The National Endowment for the Humanities has awarded a grant of $300,000 to the Shelley-Godwin Archive.
Here's an excerpt from the press release:
The National Endowment for the Humanities has awarded a grant of $300,000 to the Shelley-Godwin Archive, a digital resource comprising works of Mary Wollstonecraft, William Godwin, Percy Bysshe Shelley and Mary Wollstonecraft Shelley. Humanities scholars, curators, and information scientists from The New York Public Library (NYPL), the Maryland Institute for Technology in the Humanities (MITH), the Bodleian Libraries of the University of Oxford, the Houghton Library of Harvard University, the Huntington Library, Art Collections, and Botanical Gardens, and the British Library will collaborate on the archive's creation. They will be led by Elizabeth C. Denlinger, Curator of the Pforzheimer Collection of the NYPL. Neil Fraistat, director of MITH, a renowned scholar in both the digital humanities and Shelley studies, will act as co-Principal Investigator.

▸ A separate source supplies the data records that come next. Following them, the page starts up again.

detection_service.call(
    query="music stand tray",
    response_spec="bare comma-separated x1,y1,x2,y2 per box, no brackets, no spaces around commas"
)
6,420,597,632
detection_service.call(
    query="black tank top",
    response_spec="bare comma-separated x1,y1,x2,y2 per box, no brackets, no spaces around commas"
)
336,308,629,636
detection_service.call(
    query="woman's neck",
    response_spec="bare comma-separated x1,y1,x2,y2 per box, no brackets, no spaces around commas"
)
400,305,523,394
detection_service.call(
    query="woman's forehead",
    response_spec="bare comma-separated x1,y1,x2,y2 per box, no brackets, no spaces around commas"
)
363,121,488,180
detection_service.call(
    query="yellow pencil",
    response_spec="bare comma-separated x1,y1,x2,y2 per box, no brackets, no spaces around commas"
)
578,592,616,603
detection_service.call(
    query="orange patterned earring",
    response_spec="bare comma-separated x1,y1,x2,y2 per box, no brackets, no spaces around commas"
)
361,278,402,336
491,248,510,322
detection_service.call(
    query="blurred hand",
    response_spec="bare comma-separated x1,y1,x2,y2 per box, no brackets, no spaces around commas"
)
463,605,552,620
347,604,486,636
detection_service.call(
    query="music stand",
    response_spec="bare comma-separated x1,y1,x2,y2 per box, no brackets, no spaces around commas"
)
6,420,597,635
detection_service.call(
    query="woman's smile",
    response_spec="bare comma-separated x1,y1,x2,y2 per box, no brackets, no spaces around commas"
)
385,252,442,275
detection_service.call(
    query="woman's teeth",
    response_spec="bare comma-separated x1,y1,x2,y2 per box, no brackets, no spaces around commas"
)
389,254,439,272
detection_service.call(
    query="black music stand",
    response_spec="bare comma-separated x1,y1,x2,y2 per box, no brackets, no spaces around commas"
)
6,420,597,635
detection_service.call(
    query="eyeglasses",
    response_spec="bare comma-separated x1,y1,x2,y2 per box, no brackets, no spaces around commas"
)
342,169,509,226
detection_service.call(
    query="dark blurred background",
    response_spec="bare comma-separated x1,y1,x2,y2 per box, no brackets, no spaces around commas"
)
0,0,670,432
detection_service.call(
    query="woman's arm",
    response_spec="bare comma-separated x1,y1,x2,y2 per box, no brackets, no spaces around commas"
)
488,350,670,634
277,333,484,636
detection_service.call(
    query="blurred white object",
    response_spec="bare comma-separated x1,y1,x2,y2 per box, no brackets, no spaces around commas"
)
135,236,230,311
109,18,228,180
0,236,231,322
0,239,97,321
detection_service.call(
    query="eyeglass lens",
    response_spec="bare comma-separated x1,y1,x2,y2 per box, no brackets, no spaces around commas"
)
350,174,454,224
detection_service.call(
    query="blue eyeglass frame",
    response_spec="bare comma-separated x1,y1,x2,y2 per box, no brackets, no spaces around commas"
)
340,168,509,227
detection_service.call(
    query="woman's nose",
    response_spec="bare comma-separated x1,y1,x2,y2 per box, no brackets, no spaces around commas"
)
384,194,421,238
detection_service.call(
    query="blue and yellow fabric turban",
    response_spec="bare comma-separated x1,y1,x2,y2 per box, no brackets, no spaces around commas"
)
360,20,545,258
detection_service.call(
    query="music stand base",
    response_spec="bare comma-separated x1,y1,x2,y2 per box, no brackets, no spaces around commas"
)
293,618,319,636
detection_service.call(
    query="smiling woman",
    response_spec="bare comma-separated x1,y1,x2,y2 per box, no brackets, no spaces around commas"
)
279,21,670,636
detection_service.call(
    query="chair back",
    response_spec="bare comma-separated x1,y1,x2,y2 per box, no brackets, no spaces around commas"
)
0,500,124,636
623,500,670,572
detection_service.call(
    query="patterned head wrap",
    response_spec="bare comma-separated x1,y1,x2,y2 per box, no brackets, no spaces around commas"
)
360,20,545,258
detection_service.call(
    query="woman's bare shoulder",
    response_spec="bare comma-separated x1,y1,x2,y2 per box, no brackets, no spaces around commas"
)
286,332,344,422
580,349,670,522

The Shelley-Godwin Archive will draw primarily from the two foremost collections of these materials, those of the Bodleian Library, Oxford, and the Carl H. Pforzheimer Collection of Shelley and His Circle at NYPL, which together hold an estimated 90 percent of all known relevant manuscripts worldwide. With the Archive’s creation, manuscripts and early editions of these writers will be made freely available to the public through an innovative framework constituting a new model of best practice for research libraries. First among these is the manuscript of Mary Shelley's iconic novel of 1818, Frankenstein; and second will be the working notebooks of P.B. Shelley, which are scattered amongst the five partner institutions from California to England. MITH will create the project’s infrastructure with the assistance of the New York Public Library’s digital humanities group, NYPL Labs.